Sunsets get all the glory, and sure they're often brilliant, but there's something about the shift from darkness to dawn—that slight hint of light, then the breaking of the sun—that always gets my day off to the right start.

And there's nothing better than seeing it out the bow of your boat as you head out with rod in hand to chase fish up and down the shoreline. Something I haven't done nearly enough this summer.

This week we're seeing the first rays of sunshine showing in the COVID-19 story. The US is finally starting to see a break in their new COVID-19 cases, though test positivity levels are still entirely too high and their new case count (now down to +/-40,000 a day) is still 10x that of Canada on a population-adjusted basis. That said, Tennessee was the only state in the past week which had cases that rose over the week prior.

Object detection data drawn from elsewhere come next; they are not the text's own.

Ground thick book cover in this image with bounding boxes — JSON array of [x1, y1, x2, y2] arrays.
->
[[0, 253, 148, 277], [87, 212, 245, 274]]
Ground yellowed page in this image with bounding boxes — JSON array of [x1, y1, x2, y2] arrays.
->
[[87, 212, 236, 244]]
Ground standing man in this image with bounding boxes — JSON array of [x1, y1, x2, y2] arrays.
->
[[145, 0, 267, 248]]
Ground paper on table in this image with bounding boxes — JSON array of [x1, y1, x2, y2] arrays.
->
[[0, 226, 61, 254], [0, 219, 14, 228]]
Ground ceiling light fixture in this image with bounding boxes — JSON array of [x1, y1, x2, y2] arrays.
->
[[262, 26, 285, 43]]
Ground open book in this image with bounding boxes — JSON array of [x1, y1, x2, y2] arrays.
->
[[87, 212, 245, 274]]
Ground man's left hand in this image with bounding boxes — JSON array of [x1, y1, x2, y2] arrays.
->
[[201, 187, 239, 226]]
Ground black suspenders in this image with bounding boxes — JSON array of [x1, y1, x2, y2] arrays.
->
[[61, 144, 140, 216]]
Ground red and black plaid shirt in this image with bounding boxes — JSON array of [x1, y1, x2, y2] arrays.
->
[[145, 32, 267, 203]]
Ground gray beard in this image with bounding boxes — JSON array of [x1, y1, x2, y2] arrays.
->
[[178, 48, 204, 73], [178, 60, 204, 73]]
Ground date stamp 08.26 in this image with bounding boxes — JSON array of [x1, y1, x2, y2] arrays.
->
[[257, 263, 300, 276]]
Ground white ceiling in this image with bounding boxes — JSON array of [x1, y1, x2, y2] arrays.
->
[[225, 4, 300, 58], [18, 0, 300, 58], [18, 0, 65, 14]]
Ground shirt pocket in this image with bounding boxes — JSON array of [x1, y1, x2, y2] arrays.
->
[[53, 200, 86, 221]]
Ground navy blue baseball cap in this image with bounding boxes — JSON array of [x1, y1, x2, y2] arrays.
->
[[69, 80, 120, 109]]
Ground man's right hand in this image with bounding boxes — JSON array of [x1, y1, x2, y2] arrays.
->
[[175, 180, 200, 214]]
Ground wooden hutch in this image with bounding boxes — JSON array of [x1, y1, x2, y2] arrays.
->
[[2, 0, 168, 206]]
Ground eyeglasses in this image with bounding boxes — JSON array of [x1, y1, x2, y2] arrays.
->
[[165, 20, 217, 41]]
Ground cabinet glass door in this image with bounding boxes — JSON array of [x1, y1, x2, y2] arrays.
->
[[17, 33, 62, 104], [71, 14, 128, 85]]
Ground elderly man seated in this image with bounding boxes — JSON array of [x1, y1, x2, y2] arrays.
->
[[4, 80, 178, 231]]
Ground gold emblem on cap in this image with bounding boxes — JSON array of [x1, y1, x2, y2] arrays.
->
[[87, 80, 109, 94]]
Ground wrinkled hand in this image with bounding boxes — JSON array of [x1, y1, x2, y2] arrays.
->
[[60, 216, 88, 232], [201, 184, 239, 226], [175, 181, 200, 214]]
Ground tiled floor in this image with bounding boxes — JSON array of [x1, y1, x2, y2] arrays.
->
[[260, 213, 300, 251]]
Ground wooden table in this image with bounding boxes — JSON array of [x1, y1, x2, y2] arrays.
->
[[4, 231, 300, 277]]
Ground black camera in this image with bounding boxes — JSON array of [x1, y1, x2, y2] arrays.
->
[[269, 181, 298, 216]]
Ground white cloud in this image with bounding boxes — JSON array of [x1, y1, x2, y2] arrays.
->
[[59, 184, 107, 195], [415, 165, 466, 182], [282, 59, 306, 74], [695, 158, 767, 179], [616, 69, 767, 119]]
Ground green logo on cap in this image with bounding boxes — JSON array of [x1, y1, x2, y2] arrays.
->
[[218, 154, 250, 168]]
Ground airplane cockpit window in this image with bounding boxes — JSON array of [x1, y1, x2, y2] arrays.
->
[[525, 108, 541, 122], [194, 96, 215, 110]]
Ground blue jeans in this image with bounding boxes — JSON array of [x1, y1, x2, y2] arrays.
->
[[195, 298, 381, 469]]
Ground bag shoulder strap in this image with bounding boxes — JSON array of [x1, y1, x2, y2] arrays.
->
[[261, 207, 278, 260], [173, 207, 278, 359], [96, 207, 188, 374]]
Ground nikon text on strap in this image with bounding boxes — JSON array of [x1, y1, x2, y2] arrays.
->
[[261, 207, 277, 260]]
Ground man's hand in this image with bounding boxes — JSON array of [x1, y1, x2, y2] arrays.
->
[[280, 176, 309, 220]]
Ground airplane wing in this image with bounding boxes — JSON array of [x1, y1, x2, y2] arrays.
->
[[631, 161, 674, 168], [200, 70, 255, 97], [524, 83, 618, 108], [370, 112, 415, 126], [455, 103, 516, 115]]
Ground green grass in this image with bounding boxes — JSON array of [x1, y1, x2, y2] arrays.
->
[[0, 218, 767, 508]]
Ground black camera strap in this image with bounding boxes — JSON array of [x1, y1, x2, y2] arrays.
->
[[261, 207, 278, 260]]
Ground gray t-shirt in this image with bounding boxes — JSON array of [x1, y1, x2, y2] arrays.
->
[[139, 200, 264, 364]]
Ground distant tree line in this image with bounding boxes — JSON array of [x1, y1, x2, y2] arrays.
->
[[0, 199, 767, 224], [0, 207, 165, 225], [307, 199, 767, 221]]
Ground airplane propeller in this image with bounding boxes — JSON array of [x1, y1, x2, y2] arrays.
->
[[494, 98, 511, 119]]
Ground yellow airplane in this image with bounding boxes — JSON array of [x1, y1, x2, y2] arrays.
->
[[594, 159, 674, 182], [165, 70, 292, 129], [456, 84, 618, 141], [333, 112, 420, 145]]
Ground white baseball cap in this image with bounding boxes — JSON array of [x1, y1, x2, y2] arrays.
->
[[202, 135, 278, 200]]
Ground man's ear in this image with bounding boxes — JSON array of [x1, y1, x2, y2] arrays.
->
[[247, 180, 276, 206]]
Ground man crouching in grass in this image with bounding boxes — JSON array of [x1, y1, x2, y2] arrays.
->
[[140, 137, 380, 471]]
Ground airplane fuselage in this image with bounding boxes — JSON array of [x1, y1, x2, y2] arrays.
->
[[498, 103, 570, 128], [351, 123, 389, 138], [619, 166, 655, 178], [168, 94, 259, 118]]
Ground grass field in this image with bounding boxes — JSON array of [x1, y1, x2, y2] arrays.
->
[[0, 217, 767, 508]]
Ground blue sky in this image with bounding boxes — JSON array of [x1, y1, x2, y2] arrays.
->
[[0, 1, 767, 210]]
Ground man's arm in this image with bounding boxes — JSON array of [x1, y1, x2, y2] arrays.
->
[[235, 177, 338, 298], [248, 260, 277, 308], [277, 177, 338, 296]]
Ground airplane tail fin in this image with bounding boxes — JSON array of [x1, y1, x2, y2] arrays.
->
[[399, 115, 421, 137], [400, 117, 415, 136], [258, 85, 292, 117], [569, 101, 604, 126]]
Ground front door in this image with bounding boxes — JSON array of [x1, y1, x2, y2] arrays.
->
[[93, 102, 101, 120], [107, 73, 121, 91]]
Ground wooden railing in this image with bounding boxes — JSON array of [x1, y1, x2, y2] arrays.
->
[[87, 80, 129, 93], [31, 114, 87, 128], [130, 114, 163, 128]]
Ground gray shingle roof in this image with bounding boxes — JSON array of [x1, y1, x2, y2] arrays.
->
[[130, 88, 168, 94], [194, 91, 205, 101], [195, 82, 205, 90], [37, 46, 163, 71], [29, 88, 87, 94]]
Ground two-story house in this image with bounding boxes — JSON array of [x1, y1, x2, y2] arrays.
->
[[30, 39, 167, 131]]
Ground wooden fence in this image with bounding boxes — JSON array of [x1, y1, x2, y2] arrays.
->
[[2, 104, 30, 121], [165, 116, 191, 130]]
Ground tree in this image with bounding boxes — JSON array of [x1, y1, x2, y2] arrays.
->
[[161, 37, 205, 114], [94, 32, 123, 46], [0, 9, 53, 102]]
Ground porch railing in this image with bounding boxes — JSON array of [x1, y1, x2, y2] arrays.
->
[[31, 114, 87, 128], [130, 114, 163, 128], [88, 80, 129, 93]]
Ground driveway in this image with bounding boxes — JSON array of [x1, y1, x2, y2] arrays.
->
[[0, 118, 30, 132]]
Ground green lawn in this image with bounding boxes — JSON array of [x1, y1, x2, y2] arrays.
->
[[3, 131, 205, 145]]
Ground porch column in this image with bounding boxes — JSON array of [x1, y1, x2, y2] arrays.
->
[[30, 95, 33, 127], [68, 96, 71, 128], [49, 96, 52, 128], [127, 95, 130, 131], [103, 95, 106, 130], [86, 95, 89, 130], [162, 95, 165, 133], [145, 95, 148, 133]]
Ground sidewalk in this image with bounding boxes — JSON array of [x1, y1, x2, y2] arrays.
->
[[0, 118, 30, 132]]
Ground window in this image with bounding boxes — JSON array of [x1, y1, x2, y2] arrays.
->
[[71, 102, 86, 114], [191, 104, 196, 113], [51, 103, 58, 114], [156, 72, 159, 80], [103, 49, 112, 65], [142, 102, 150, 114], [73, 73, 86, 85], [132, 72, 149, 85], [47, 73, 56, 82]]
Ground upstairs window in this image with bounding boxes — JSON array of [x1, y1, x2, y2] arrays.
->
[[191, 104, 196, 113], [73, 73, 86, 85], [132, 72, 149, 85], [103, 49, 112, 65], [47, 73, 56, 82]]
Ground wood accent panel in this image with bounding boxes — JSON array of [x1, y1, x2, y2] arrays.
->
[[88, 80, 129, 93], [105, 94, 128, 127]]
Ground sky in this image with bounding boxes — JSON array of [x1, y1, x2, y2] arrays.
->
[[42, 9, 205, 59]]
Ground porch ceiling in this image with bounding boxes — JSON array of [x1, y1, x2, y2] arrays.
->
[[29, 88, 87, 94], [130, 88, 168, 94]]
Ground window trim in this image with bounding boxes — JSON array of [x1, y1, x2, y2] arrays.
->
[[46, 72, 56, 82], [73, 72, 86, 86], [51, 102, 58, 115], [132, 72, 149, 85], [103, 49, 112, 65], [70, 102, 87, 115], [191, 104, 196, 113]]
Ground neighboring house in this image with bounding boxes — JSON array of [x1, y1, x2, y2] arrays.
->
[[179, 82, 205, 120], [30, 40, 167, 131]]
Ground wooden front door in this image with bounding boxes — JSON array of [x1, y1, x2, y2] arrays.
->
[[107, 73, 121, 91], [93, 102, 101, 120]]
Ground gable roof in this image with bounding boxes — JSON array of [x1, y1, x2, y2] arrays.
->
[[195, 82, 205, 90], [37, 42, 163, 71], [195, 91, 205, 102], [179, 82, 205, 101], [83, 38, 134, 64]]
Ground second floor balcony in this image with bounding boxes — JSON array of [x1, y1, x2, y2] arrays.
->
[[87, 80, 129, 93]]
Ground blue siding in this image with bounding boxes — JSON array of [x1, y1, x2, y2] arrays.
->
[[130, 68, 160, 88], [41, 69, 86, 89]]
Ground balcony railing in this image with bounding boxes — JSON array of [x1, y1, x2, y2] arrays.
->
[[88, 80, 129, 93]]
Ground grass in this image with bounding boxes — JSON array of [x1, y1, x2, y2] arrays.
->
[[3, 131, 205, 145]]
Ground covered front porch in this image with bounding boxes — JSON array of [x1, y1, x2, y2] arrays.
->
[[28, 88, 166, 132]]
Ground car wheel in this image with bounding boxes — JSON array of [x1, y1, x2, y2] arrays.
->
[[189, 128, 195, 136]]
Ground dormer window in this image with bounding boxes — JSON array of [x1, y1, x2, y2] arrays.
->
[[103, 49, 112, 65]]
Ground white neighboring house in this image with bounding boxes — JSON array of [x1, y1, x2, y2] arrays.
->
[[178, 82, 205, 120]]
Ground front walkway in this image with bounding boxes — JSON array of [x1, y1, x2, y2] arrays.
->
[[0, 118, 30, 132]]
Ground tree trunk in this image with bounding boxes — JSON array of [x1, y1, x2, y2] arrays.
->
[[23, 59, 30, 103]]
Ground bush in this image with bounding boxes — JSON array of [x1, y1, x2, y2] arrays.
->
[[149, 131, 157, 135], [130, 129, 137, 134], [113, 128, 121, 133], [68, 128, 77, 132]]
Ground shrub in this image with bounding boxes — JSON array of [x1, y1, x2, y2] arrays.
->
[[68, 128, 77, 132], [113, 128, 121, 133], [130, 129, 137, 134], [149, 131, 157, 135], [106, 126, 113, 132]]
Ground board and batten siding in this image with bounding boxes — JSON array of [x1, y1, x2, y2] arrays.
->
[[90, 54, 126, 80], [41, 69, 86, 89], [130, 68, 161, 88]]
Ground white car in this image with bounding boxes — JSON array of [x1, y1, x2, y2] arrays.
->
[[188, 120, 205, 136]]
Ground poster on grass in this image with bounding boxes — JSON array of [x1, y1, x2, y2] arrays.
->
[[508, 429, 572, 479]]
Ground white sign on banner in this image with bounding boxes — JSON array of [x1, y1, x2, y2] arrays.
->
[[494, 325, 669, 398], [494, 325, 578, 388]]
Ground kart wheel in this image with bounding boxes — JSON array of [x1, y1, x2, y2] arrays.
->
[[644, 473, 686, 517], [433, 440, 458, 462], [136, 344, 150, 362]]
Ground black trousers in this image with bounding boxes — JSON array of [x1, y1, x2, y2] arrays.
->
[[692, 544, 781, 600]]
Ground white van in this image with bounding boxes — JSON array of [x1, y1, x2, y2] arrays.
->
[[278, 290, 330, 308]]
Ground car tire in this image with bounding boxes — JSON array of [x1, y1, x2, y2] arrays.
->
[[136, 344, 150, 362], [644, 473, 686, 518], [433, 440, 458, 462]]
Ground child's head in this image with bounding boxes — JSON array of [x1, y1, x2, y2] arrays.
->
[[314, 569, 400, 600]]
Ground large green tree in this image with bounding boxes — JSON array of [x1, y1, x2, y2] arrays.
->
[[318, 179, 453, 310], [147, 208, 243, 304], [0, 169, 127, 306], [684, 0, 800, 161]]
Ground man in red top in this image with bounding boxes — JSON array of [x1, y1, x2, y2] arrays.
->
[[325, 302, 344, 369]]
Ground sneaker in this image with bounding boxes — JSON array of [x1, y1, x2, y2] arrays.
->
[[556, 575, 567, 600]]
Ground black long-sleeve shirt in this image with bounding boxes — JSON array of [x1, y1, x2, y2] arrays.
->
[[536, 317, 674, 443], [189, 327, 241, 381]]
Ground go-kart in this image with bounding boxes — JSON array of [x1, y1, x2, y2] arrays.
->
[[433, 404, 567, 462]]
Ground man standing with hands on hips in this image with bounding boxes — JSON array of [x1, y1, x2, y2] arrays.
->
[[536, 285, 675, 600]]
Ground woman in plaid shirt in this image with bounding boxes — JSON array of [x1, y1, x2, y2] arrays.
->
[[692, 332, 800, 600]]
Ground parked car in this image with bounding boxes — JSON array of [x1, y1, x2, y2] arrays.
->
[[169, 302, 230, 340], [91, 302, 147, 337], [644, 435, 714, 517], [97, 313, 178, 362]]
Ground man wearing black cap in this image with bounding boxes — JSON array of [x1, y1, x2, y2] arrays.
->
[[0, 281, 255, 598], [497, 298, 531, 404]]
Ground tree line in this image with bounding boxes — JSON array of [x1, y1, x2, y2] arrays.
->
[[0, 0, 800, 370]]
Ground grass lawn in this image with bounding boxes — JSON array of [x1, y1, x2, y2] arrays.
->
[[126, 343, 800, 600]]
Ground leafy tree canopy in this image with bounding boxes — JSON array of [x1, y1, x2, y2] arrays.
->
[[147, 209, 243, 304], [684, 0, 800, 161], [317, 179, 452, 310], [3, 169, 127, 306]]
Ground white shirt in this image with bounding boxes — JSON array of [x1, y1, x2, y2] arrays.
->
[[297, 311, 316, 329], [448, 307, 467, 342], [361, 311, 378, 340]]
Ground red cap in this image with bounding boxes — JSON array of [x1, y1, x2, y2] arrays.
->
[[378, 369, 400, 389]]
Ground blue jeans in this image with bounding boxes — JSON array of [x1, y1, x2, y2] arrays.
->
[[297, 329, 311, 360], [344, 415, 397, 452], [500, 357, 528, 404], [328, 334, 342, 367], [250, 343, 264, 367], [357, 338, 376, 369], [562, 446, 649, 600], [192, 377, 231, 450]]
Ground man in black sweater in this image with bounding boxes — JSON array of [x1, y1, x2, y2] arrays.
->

Here at home, we've signed deals with Novavax and Johnston & Johnston that will provide at least 88 million doses of vaccine once developed. Ottawa is also investing $126 million in a Montreal vaccine facility to bolster local production.

Listen to a replay of the Dr. Kennen Mackay discussion on the COVID-19 outlook►

 

Holy debts, Batman!

"This time is never different," except when it is, apparently. The COVID-19 response has been truly unprecedented, as governments around the world effectively put their economies into a medically-induced coma for a few months. In most of the world that was accompanied by massive government spending to stabilize individual and corporate incomes. As the chart above shows, we spent heartily over the past while. And someday, that spending will have to be accounted for (though, apparently, not yet). Obviously, taxation is a concern for many investors as we look to the future. There are really only three ways out of oversized spending: grow your way out, raise taxes, or lower spending. I think it highly unlikely that governments will have an easy time with austerity on the other side of COVID, so the most likely combination is to raise taxes and use some creatively optimistic growth projections to bury the rest of the debt.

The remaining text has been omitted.